The spirit of the item was most perfectly expressed at a gathering in Madison Square Garden for the families of the fallen firefighters, when the arena filled with a recording of another ill-fated member of Ladder 118, golden-voiced Firefighter Vernon Cherry singing the national anthem. We all seemed to love all things American, and for a brief time the country was united as maybe never before.
Davidson’s body was recovered in November, right around Pete’s 8th birthday. Then came the holidays. Scott Davidson had always loved Christmas so much he was nicknamed Mr. Christmas and festooned his car with lights connected to the battery. He now was searingly absent this and every Christmas to come. We can only imagine the effect all this had on the boy.
But it certainly made him no less like his dad.
“It’s amazing he grew up to have so many of his father’s qualities,” Sorrentino says. “He’s funny, fast, sharp. He’s brutally honest.
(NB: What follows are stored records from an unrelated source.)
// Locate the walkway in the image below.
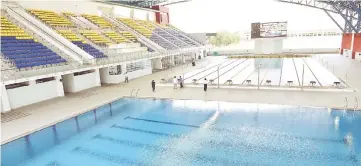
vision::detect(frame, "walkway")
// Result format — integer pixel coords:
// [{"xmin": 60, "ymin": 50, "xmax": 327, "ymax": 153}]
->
[{"xmin": 1, "ymin": 54, "xmax": 360, "ymax": 145}]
He says what’s on his mind.”
And there was a shared something else.
“They both got a heart of gold,” Sorrentino says. “Both of them.”
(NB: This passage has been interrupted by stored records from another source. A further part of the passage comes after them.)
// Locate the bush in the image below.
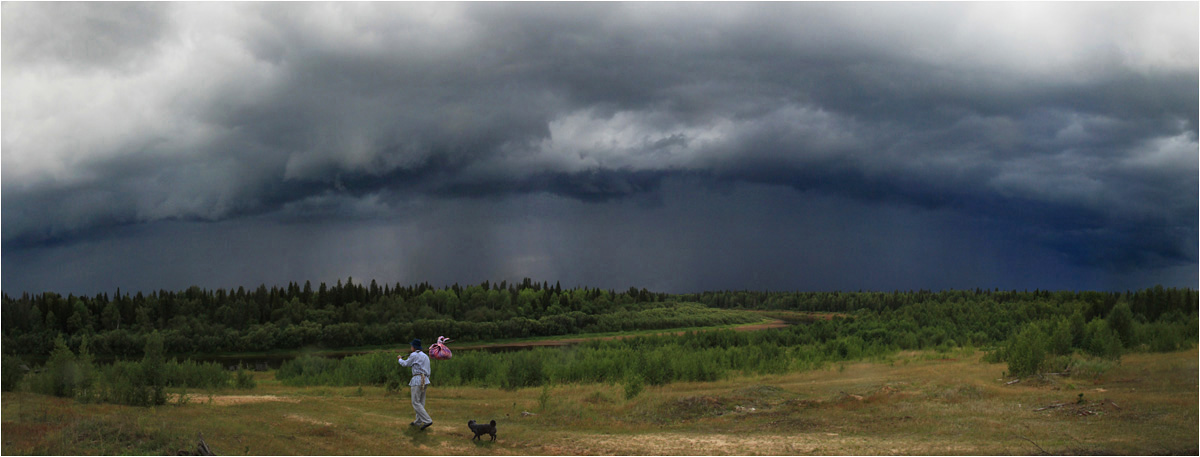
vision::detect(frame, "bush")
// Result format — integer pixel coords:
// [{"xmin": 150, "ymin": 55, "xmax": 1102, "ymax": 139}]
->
[
  {"xmin": 1047, "ymin": 319, "xmax": 1073, "ymax": 356},
  {"xmin": 235, "ymin": 364, "xmax": 256, "ymax": 389},
  {"xmin": 1142, "ymin": 321, "xmax": 1185, "ymax": 353},
  {"xmin": 624, "ymin": 372, "xmax": 645, "ymax": 400},
  {"xmin": 1083, "ymin": 319, "xmax": 1123, "ymax": 360},
  {"xmin": 277, "ymin": 352, "xmax": 398, "ymax": 387},
  {"xmin": 29, "ymin": 335, "xmax": 87, "ymax": 398},
  {"xmin": 74, "ymin": 335, "xmax": 98, "ymax": 402},
  {"xmin": 501, "ymin": 350, "xmax": 546, "ymax": 390},
  {"xmin": 277, "ymin": 355, "xmax": 341, "ymax": 385},
  {"xmin": 165, "ymin": 359, "xmax": 230, "ymax": 389},
  {"xmin": 1106, "ymin": 302, "xmax": 1135, "ymax": 347},
  {"xmin": 1, "ymin": 355, "xmax": 25, "ymax": 391},
  {"xmin": 142, "ymin": 331, "xmax": 167, "ymax": 406},
  {"xmin": 1068, "ymin": 357, "xmax": 1116, "ymax": 379},
  {"xmin": 538, "ymin": 384, "xmax": 552, "ymax": 411},
  {"xmin": 1005, "ymin": 325, "xmax": 1048, "ymax": 377},
  {"xmin": 99, "ymin": 360, "xmax": 152, "ymax": 406},
  {"xmin": 92, "ymin": 332, "xmax": 171, "ymax": 406}
]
The resemblance became even more manifest as the son emerged from tragic loss to make a living with much the same kind of humor that his father brought to the firehouse and was no doubt recounted in tales young Pete must have heard surviving firefighters trade as they tried to lighten their own grief in the days after 9/11.
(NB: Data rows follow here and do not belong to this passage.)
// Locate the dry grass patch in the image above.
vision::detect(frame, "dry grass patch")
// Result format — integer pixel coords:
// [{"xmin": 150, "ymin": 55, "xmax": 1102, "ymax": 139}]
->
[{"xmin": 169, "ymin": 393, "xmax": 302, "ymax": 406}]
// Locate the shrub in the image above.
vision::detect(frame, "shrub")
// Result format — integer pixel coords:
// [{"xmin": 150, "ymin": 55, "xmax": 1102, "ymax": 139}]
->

In 2015, 21-year-old Pete Davidson was the youngest cast member on Saturday Night Live. He turned serious as we came to another anniversary of 9/11. He addressed his fallen father:
“Can’t believe it’s been 14 years. Over 2/3 of my life without you. It feels like it was just yesterday. There’s not a day that goes by where I don’t think of you. You’re my hero. Can’t wait to see you again someday RIP dad 1/4/68-9/11/01 #neverforget.”
Pete had his father’s FDNY badge number, 8418, tattooed on his left arm. Pete’s brief courtship of and engagement to singer Ariana Grande was long enough for her to also get an 8418 tattoo. He gave her a necklace bearing the same numbers, as if to say his father would have most definitely approved.
But the brutally honest father might have had some things to say after his son made fun on Saturday Night Live of the appearance of retired Navy SEAL Lt. Cmdr. Dan Crenshaw, who had lost an eye to an IED in Afghanistan on his third combat deployment, been completely blind for a time, then regained his sight and deployed twice more before deciding to run for Congress.
“You may be surprised to hear he’s a congressional candidate from Texas and not a hitman in a porno movie,” Pete said.
The more telling moment was the next, when Pete said, “I’m sorry, I know he lost his eye in war, or whatever.”
But it was not just war, it was a war that had begun with the murder of Pete’s father and nearly 3,000 others in downtown Manhattan and had extended through most of Pete’s life, becoming our longest conflict, in which more than 2 million Americans have served and yet just drags on and on and on, as most of us have all but forgotten there is any war at all. New York’s first responders certainly remember, as do the military. An Army special-forces operator who had deployed more than a dozen times was wearing an FDNY patch on his body armor when he was killed in 2015, and an FDNY captain now wears his baseball cap.
Maybe the 24-year-old son of a fallen firefighter who had tried to answer horror with humor can be forgiven if he takes it too far and tries to play off that seemingly endless war as if it were just a whatever.
“Now, you be that young and be famous and see how you do,” Sorrentino says.
Pete offered his apology on the show, correctly calling Crenshaw a war hero. Crenshaw was there to accept it and correctly called Pete’s father a hero.
“So, are we good?” Pete asked.
“We’re good,” Crenshaw said.
Crenshaw suggested one lesson is that not only can the left and the right agree on something, but that Americans can forgive each other. He said this had particular meaning as we came to Veterans Day and suggested what we should say to those who have served.
“Tell a veteran, ‘Never forget,’” he said. “When you say ‘never forget’ to a veteran, you are implying that, as an American, you are in it with them.”
Those are the very words Pete Davidson put at the end of his post about his father on the 14th anniversary of 9/11. Pete and Crenshaw shook hands. And for just a moment anyway, it felt like that brief time of unity after the towers fell fell 17 long years of war ago.
“Never forget,” Crenshaw said.
‘Never forget,” Pete Davidson said.
And if you listened as you stood by the south memorial pool beside the name “SCOTT MATTHEW DAVIDSON” at the end of Veterans Day, you could almost hear his father say the same in the gathering darkness.
Not that anybody heard him as the gathering rush-hour crowd hurried from work to home, passing from the memorial plaza to a shopping mall where the holiday garlands are already up, in advance of another Christmas without Mr. Christmas.